4. Cass McCombs- “County Line”- Ah, the electric piano. Long the main ingredient for anonymous salsa and faceless funk, here it serves as the sustained bridge for McCombs’ articulate moping. Its rich tone keeps his voice from being more than a whine, and its wandering stitches together what, on paper, could sound like complaint-rock. The electric piano is what turns this into something as grandiose as it is insular. It creates a perfect slow song for people at the party by themselves.

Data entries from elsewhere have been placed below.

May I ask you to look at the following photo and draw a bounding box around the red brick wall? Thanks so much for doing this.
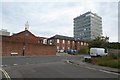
[0,31,56,56]
[2,41,56,56]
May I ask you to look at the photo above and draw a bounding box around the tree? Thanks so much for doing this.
[89,36,109,49]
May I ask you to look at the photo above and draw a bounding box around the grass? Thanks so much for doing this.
[91,55,120,68]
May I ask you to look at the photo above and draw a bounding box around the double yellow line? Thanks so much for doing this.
[0,68,11,80]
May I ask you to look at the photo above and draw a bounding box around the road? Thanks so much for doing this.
[2,55,118,79]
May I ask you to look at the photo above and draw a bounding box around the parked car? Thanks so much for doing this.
[67,49,77,53]
[90,48,108,56]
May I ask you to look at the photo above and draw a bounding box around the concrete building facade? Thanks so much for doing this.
[0,29,10,36]
[74,12,102,40]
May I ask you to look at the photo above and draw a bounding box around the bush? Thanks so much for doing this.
[92,55,120,68]
[77,48,89,54]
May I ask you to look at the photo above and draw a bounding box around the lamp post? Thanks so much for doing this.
[23,21,29,56]
[23,46,25,56]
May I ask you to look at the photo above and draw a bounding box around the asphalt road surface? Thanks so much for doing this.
[1,56,118,79]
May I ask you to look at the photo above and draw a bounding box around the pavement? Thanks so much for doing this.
[67,60,120,75]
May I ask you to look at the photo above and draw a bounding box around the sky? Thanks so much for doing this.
[0,0,118,42]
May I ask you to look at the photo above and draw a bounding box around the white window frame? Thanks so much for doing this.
[63,40,65,44]
[57,39,60,43]
[81,42,83,45]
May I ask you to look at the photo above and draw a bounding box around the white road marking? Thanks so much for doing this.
[99,69,120,75]
[86,67,97,70]
[0,68,11,80]
[13,64,18,66]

3. M83- “Midnight City”- The centerpiece of Anthony Gonzalez’s electro-fantasia Hurry Up We’re Dreaming is “Midnight City,” a sprawling portrait of bright lights and the big city. It’s anchored by a bass-line that is curious but never quite sinister, and Gonzalez’s voice harmonizes with itself hauntingly until the song flies away (with a sax solo!) for the last minute. I hear this song as a tension between that expectant L.A. party and its inevitable hangover. There’s a line at the beginning—“The night city grows/Look and see her eyes, they glow”—that reminds me of that symbol in The Great Gatsby, that judging eye billboard that no high school English teacher can live without. There’s someone watching us who will make us pay, but, for now, let’s dance.

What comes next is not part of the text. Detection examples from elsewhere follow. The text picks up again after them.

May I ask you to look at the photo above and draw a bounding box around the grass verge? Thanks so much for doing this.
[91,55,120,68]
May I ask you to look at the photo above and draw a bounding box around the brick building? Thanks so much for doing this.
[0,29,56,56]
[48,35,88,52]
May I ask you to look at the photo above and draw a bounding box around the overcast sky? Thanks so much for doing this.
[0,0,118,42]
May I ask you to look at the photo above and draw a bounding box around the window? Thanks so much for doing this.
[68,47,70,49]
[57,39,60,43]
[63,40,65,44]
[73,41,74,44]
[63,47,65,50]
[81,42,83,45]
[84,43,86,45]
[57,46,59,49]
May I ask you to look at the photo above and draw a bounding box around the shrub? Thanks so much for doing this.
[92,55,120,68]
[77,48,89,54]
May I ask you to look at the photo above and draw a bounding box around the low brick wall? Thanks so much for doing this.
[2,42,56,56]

2. Bon Iver- “Holocene”- The first time you hear this song, it sounds sedate. But after a few more listens—or, say, four in a row on the internet jukebox at Balcony Bar on Magazine Street—it reveals buoyant movement. For example, the first verse’s “it’s on its head, it struck the street/You’re in Milwaukee, you’re on your feet” stacks propulsion before stopping it with the image of an icy road that puts everything into humbling perspective. Despite the epiphany of the chorus, the presentation is steady and workman-like, the drums marching and Vernon’s falsetto dipping rather than diving. What comes across all over Bon Iver’s second LP is this: Spinning in circles really fast is no big deal—the way you feel when you stop is.
1. Drake- “Marvin’s Room”- I was a Professional Writing major in college, and I spent a semester cultivating a wise, circumspect, oblique voice—at least more thoughtful and discreet than most of the bros in my class. For the last assignment, however, I turned in a poem about “hollow, water-logged drunk-dials” to “bitches who didn’t love me,” and the whole workshop assumed I was writing in character. The professor congratulated me for experimenting with a voice that was so unlike my own.
What they didn’t understand was that it was the most honest poem I had written. They didn’t understand that the other side of thoughtful was wounded—that, to borrow the type of MySpace philosophy that Drake often abuses, “hurt people hurt people.” In “Marvin’s Room”, through meticulous production built on fumes of groaning minor chords, Drake tries to uncover that same idea of sensitivity as cracked shield. Barely registering beyond a whisper, his tone shifts from conciliatory to abusive and back again, floating from one melody to the next to match the execution to theory. From its tentative introduction to its back-patting piano coda, it’s self-centered music at its best.
*- “I walk around the club, fuck everybody.” Ask about my one-man late-night DJ sessions; I’m available.